Not only did the sonnet—which I have pushed a bunch of failed efforts in prior years to memorize—stick (it’s been over a week now), but I can leap into any section of it by going to that part of my path through the building. It works, it works well, and it’s quick. Challenges aren’t non-existent: I still am working on coming up with good images for the tiny words. In in my world is a fish, as fish have fins and fin rhymes with in. Of is a dove, which is a witch, or an oar. Deciding how much space to give each visualization, and how much language data to try to fit into one scene-let is also under adjustment.

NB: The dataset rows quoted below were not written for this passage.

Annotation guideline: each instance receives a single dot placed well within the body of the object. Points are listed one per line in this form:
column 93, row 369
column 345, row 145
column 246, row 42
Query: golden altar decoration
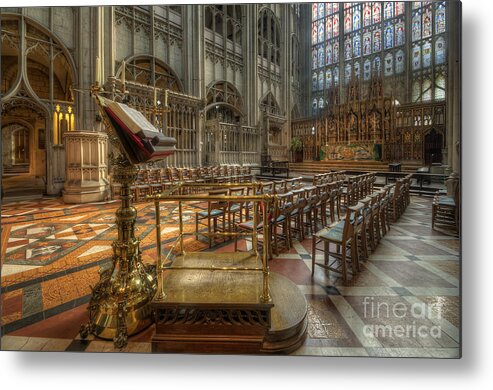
column 120, row 303
column 224, row 302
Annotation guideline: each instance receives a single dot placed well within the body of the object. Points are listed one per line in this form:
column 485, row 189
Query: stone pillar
column 86, row 178
column 454, row 107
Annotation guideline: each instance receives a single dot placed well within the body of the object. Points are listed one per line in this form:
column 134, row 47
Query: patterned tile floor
column 405, row 301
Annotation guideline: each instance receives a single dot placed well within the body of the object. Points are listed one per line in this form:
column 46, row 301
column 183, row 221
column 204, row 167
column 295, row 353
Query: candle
column 123, row 75
column 98, row 70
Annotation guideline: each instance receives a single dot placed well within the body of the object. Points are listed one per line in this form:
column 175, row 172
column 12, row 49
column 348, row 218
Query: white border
column 76, row 371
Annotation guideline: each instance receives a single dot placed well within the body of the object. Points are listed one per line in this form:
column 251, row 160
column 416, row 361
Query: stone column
column 86, row 177
column 454, row 107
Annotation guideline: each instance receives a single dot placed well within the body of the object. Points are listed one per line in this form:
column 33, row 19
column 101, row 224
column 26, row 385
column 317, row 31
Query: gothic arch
column 38, row 43
column 149, row 70
column 269, row 36
column 224, row 101
column 269, row 105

Encouraged by my sonnet success, I asked the Internet (Twitter and Facebook) what I should memorize next. There was some interest in pi, but I’m not doing numbers right now. My friend Brett suggested Chaucer, in the Middle English. That’s challenging. And today, while cleaning my bathroom, I memorized the elusive (in that I’d tried before and failed) speech by John of Gaunt in Richard II.
My trick for you today is to recount these three items from memory. I take no responsibility for the spelling in the Chaucer bit—I’m going to have to relax my orthographical OCD here—and punctuation is likely going to be creative in the other bits. But, see, I’m working in the oral tradition here. Let’s see how I do.
If the dull substance of my flesh were thought,
Injurious distance should not stop my way
For then, despite of space, I would be brought
From limits far remote, where thou dost stay;
No matter then although my foot did stand
Upon the farthest earth removed from thee,
For nimble thought can jump both sea and land
As soon as think the place where he would be.
But—ah! Thought kills me that I am not thought
To leap large lengths of miles when thou art gone,
But, so much of earth and water wrought,
I must attend time’s leisure with my moan,
Receiving naught by elements so slow,
But heavy tears, badges of either’s woe.
Whan that Aprille with his shoures soote
The drought of March hath perced to the roote
And bathed evry vein with swich liquor
Of which virtu engendered is the flour
Whan Zephirus eeke with his sweete brethe
inspired hath in evry holt and heathe
The tender croppes, and the yonge sonne
Hath in the ram his halfe course yronne
And smalle fowles mayken melodye
That slepen all the night with open eye
So priketh hem nature in her corages
Thanne folk longen to goon on pilgrimages
And palmeres for to seeke stronge strondes
To fewrne hawles, kowth in sundry lands
And specially from every shire’s end
Of Engolond, to Canterbury they wende
This royal throne of kings, this sceptered isle
This earth of majesty, this seat of Mars,
This other Eden, demi-paradise
This fortress built by nature for herself
Against infection and the hand of war
This happy breed of men, this little world
This precious stone set in the silver sea
Which serves it in the office of a wall
Or as a moat defensive to a house
Against the envy of less happier lands
This blessed plot, this earth, this realm, this England
The crux of “Secrets of a Mind Gamer” is that success lies entirely in technique. There is no innate talent to memory (at least so far as science and brain scans can tell); it’s all a focused application of structured thinking. If anything, creativity—the ability to come up with absurd and, therefore, memorable visualizations of things—might be the strongest talent one can apply toward remembering things.
I’ve had a couple of people near to me say “I’m proud of you for memorizing that,” but I feel like I’m playing a ruse here. I’m not doing anything that anyone else in the world couldn’t do. I challenge you to try this—it’s really satisfying.
* Ceos being an alternate transliteration of Kea, namesake island of my goddaughter.